Лесков, подобно апостолу, совершал свой переход «из Савлов в Павлы», свое восхождение к свету Истины. Страница с заглавиями предполагаемых творений из лесковской записной книжки, экспонируемая в Доме-музее Н.С. Лескова в Орле, свидетельствует, что среди других творческих замыслов писатель обдумывал произведение под названием «Путь в Дамаск». «Путь в Дамаск совершает всякий человек, ищущий света», – отметил в своей записной книжке Лесков.
Он не позволял никаким давлениям извне направить в ложное русло его собственный, личный, глубоко выстраданный поиск: «Я шел дорогою очень трудною, – все сам брал, без всякой помощи и учителя и вдобавок еще при целой массе сбивателей, толкавших меня и кричавших: “Ты не так… ты не туда… Это не тут… Истина с нами – мы знаем истину”. А во всем этом надо было разбираться и пробираться к свету сквозь терние и колючий волчец, не жалея ни своих рук, ни лица, ни одежды».
Свое неуемное стремление к обретению Истины, дабы, по апостольскому слову, «приобресть Христа и найтись в Нем» (Филип. 3: 8), писатель передавал и близким людям, и большой семье своих читателей. Так, обращаясь в 1892 году к своему приемному сыну Б.М. Бубнову, Лесков писал: «“Кто ищет – тот найдет”. Не дай Бог тебе познать успокоение и довольство собою и окружающим, а пусть тебя томит и мучит “святое недовольство”».
Такое же «святое недовольство» руководило писателем в его художественном исследовании русской жизни. Творческий мир Лескова выстраивался на абсолютных полярностях. На одном полюсе – «иконостас святых и праведных земли русской» в цикле рассказов и повестей о праведниках: «Человек на часах», «На краю света», «Однодум», «Пигмей», «Пугало», «Фигура», «Кадетский монастырь», «Инженеры-бессребреники» и многие другие. На другом – «Содом и Гоморра» в рассказе «Зимний день (Пейзаж и жанр)»; ужасающий духовный голод современности в поздних произведениях: «Импровизаторы (Картинка с натуры)», «Юдоль (Рапсодия)», «Продукт природы», «Административная грация (Zahme Dressur в жандармской аранжировке)», «Загон» и в других рассказах и повестях, полных страдания, боли и горечи.

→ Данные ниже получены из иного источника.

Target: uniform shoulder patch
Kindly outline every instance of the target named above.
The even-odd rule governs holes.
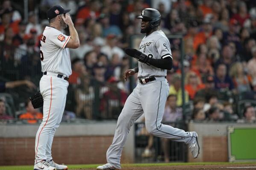
[[[63,35],[62,35],[62,34],[60,34],[58,36],[58,39],[60,41],[64,41],[64,40],[65,40],[65,38],[66,38],[65,37],[65,36],[64,36]]]

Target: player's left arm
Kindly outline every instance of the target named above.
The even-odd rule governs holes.
[[[127,48],[125,49],[125,52],[141,63],[161,69],[171,69],[173,65],[172,57],[168,39],[163,37],[159,38],[157,40],[155,46],[160,58],[153,58],[154,56],[152,54],[147,55],[134,49]]]

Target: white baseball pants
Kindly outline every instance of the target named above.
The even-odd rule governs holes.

Но и в «загоне» русской жизни писателя не оставляло созидательное «стремление к высшему идеалу». Вникая в глубинные пласты Священного Писания, Лесков творил свой – явленный в слове – художественный образ мира. Это путь от ненависти и злобы, богоотступничества и предательства, отвержения и отторжения, попрания духовности и разрыва всех человеческих связей к искуплению каждым своей вины через принятие христианской веры, любовь к Богу и ближнему, покаяние, следование идеалам Евангелия и завету Христа: «Иди и впредь не греши» (Ин. 8, 11).
От добровольно взятых на себя обязанностей «выметальщика сора» Лесков переходит к реализации своего высокого призвания – к религиозно-художественному поучению. В основе многих произведений последнего периода творчества («Христос в гостях у мужика», «Томление духа», «Под Рождество обидели» и других) лежит драгоценное слово Божие. Писатель выдерживает основные жанровые особенности и сам стиль православной проповеди с ее ориентированностью на звуковое, живое восприятие художественного слова, внутреннюю диалогичность мысли, усиленную восклицаниями, риторическими вопросами, особой ритмической организацией напряженной, взволнованной речи. Так, притчевый, учительный смысл «житейских случаев», изложенных в святочном рассказе «Под Рождество обидели», в финале переходит в рождественскую проповедь, устанавливается родство духовное, которое «паче плотского», между писателем-проповедником и его «паствой»: «Может быть, и тебя “под Рождество обидели”, и ты это затаил в душе и собираешься отплатить? <…> Подумай, – убеждает Лесков. – <…> Не бойся показаться смешным и глупым, если ты поступишь по правилу Того, Кто сказал тебе: “Прости обидчику и приобрети в нем брата своего”».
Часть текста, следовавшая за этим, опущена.